Questions remain concerning to what extent age and sex may modify the suggested association between psoriasis and the metabolic syndrome in the general population.
To investigate the association between psoriasis and the metabolic syndrome within a large population-based cohort by age and sex.
A cross-sectional study including 10 521 participants aged 30-79 years from the Tromsø Study cohort was performed; 1137 participants reported lifetime psoriasis of a mainly mild character. The new harmonized definition of metabolic syndrome was used in the multivariable logistic regression analysis.
There was a uniformly higher prevalence of metabolic syndrome in men and women with psoriasis compared with those without across all age groups. In women, psoriasis was associated with a 3·8-times higher odds of metabolic syndrome at age 30 years (95% confidence interval 1·5-9·7), with a decreasing odds ratio with increasing age.
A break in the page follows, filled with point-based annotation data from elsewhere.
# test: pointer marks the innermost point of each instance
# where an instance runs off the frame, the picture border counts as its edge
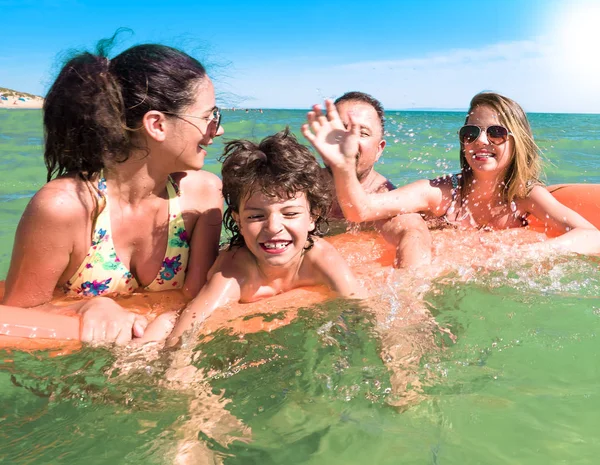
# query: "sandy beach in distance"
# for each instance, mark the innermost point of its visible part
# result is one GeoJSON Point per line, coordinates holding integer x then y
{"type": "Point", "coordinates": [13, 102]}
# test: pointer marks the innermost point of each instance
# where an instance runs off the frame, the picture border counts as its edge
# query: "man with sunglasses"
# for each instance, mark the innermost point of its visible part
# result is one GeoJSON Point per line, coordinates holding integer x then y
{"type": "Point", "coordinates": [408, 233]}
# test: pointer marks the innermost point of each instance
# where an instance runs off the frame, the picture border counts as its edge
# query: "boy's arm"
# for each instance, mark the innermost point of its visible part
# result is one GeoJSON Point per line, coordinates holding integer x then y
{"type": "Point", "coordinates": [335, 272]}
{"type": "Point", "coordinates": [220, 289]}
{"type": "Point", "coordinates": [338, 148]}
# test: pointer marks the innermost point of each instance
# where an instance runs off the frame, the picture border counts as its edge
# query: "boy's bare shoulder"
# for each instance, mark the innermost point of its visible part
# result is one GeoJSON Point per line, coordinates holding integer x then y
{"type": "Point", "coordinates": [234, 262]}
{"type": "Point", "coordinates": [322, 251]}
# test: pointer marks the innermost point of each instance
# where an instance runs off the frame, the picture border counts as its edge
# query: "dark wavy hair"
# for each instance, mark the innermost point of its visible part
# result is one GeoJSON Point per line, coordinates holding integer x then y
{"type": "Point", "coordinates": [279, 167]}
{"type": "Point", "coordinates": [355, 96]}
{"type": "Point", "coordinates": [95, 106]}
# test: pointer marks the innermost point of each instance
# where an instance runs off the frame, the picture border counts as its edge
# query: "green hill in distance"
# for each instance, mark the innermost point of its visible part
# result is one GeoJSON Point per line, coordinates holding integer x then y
{"type": "Point", "coordinates": [15, 93]}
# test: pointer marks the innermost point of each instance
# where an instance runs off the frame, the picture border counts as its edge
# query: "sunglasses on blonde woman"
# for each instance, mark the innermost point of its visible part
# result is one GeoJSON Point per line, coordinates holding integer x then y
{"type": "Point", "coordinates": [496, 134]}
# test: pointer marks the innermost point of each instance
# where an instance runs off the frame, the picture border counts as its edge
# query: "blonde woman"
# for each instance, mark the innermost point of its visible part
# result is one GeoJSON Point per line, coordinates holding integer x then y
{"type": "Point", "coordinates": [498, 186]}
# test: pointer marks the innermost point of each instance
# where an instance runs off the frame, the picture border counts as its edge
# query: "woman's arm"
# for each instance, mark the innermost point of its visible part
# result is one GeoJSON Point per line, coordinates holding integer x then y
{"type": "Point", "coordinates": [43, 245]}
{"type": "Point", "coordinates": [44, 242]}
{"type": "Point", "coordinates": [338, 148]}
{"type": "Point", "coordinates": [580, 236]}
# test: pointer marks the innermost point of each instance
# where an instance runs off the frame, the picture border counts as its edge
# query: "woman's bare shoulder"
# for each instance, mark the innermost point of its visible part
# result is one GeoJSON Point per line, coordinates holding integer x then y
{"type": "Point", "coordinates": [198, 181]}
{"type": "Point", "coordinates": [65, 198]}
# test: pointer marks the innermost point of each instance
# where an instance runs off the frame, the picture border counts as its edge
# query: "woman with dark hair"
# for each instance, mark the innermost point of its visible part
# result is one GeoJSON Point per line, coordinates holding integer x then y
{"type": "Point", "coordinates": [128, 208]}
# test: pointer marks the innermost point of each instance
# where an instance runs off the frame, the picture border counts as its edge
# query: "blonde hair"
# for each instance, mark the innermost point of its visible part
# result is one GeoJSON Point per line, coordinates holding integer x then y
{"type": "Point", "coordinates": [525, 167]}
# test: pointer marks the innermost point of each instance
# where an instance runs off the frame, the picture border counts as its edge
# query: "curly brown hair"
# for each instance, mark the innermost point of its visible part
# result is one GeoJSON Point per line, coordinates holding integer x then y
{"type": "Point", "coordinates": [279, 167]}
{"type": "Point", "coordinates": [525, 166]}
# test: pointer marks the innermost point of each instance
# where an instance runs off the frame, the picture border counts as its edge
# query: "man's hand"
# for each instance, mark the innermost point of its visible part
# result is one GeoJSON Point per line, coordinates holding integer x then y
{"type": "Point", "coordinates": [337, 145]}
In men, psoriasis was associated with a stable 1·35-times higher odds of metabolic syndrome (95% confidence interval 1·1-1·6) at all ages. Abdominal obesity was the most frequent metabolic syndrome component in women in this study, and there was indication of a dose-response relationship between psoriasis severity, indicated through treatment, and having a high waistline in women.
This study suggests age and sex variations in the risk of metabolic syndrome among individuals with psoriasis. Given the high prevalence of psoriasis and the significantly elevated burden of metabolic syndrome in this patient group, there may be a benefit from targeted screening of metabolic syndrome among individuals with psoriasis regardless of age and disease severity.